Perl and XS: Concepts

Concepts

To call C from Perl, control and data pass from Perl to C.

Data representation

C Data representation

C generally uses the native formats of the processor for data. A character is one byte, and an integer is a 32-bit number. Complex data types are aggregates of simple data types. For example, int x[2]; is eight bytes in memory. Four bytes for x[0], followed by four for x[1].

struct S
{
    int	  a;
    char  b[4];
}

is four bytes for a, followed by four bytes for b.

Perl Data representation

Inside Perl, data objects are C structures. For example, a scalar looks like

typedef enum
{
    IOK = 0x01,		/* has valid integer value */
    POK = 0x02,		/* has valid string  value */
} Flags;

struct Scalar
{
    int   refcnt;	/* how many references to us 	*/
    Flags flags;	/* what we are			*/
    char *pv;		/* pointer to malloc'd string	*/
    int	  cur;		/* length of pv as a C string	*/
    int	  len;		/* allocated size of pv		*/
    int	  iv;		/* integer value		*/
};

The Scalar struct allows Perl to manage the type information for each scalar. For example, when Perl executes

my $x = 42;

it allocates a Scalar struct, sets refcnt to 1, sets iv to 42, sets the IOK flag, and clears the POK flag.

If we later write

print "$x";

the interpreter allocates space for pv, calls sprintf(pv, "%d", iv) to convert iv to a string, and sets the POK flag.

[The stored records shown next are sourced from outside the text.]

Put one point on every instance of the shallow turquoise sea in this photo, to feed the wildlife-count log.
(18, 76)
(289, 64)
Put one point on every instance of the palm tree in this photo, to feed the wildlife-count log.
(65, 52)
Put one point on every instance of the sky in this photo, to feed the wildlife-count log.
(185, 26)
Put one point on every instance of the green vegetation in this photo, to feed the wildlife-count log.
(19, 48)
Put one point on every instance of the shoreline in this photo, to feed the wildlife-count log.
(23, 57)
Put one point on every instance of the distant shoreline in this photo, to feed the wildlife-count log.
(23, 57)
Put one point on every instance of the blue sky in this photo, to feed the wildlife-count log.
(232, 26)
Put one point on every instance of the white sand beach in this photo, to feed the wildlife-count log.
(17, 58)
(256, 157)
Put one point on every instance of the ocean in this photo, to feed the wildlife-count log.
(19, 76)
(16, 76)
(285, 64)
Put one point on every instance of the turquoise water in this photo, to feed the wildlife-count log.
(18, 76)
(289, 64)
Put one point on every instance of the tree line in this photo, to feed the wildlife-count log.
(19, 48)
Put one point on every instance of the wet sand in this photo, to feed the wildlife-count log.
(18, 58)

When a reference to a scalar is created, the interpreter increments refcnt, and when a reference to the scalar goes away, the interpreter decrements refcnt. When the last reference to the scalar (including $x) goes away, refcnt reduces to zero, and the interpreter frees the Scalar.

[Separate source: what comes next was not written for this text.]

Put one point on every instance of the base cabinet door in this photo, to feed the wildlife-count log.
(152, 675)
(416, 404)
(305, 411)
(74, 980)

In Perl, unlike C, the programmer does not need to specify the data's type. Perl knows the type of data and converts as necessary. The programmer does not need to manage storage allocation. Perl knows the size and location of data, and allocates and frees as necessary.

Program Execution

Running a C program involves two steps. First the compiler translates the source code into machine code. Then the CPU executes the machine code. Running a Perl program divides into two similar steps. First the interpreter translates the source code into a syntax tree. Then the interpreter executes the syntax tree.

The Syntax Tree

The Perl interpreter translates Perl source code into a "syntax tree". The nodes of the tree are operations such as + and =, called "opcodes". The children of the nodes represent its operands, such as numbers to be added. After the interpreter builds the syntax tree, it executes the program by "walking" the nodes of the tree in "postfix" order. "Postfix" means walking the children of a node before the node itself.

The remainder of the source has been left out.